The Luckiest of Leaders

Or why the Australian people are turning against Kevin Rudd and Tony Abbott but will not yet vote for the Greens and Democrats.

"Leadership is not about being popular..." Paul J. Keating, 7 Dec 1990

As in the lead up to the recent election in the UK, the latest Australian national opinion polls reveal that the electorate literally hates the professional political class that has evolved in the late twentieth century and now has taken hold of the parliament.

Ordinary citizens in Western Democracies know that the people who are supposed to represent them are nothing like them. Moreover they know that political representation is now not something that an ordinary citizen can aspire to, not just because of money, but because it is a career -  a lifelong speciality.

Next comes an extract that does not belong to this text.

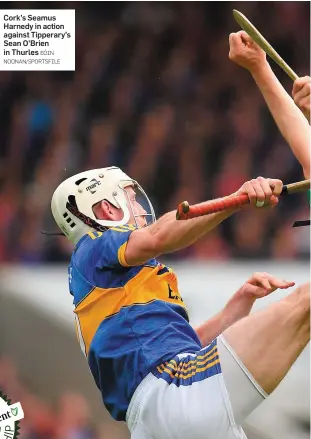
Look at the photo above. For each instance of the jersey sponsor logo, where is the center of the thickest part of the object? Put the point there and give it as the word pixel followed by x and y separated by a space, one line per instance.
pixel 92 187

The craft of politics involves saying things that seem substantial but are not, bending facts and figures to suit a position and using ‘weasel words’.

Typical representatives of the major political parties learn the art of the trade as students. Pubescent politicians in the early 1980s and 1990s learned the art of the demonstration, learned the art of the mock public debate, learned to see that there was a difference between a public position and what happened in backroom negotiations. Many of the current crop of Federal parliamentarians have lived in the same student colleges, contested for the same boy friends and girl friends, and fought the same mock symbolic battles and ethical issues since pussy was a kitten:. They learned how to bore people stupid if necessary to win a ballot and to be the last person standing at a bbq from a very tender age. Some were signed up to the Liberal or Labor Party from as young as ten. The Australian people, and citizens across the democratic world, have come to detest this class of professional politicians who now live in a sort of separate zone of life.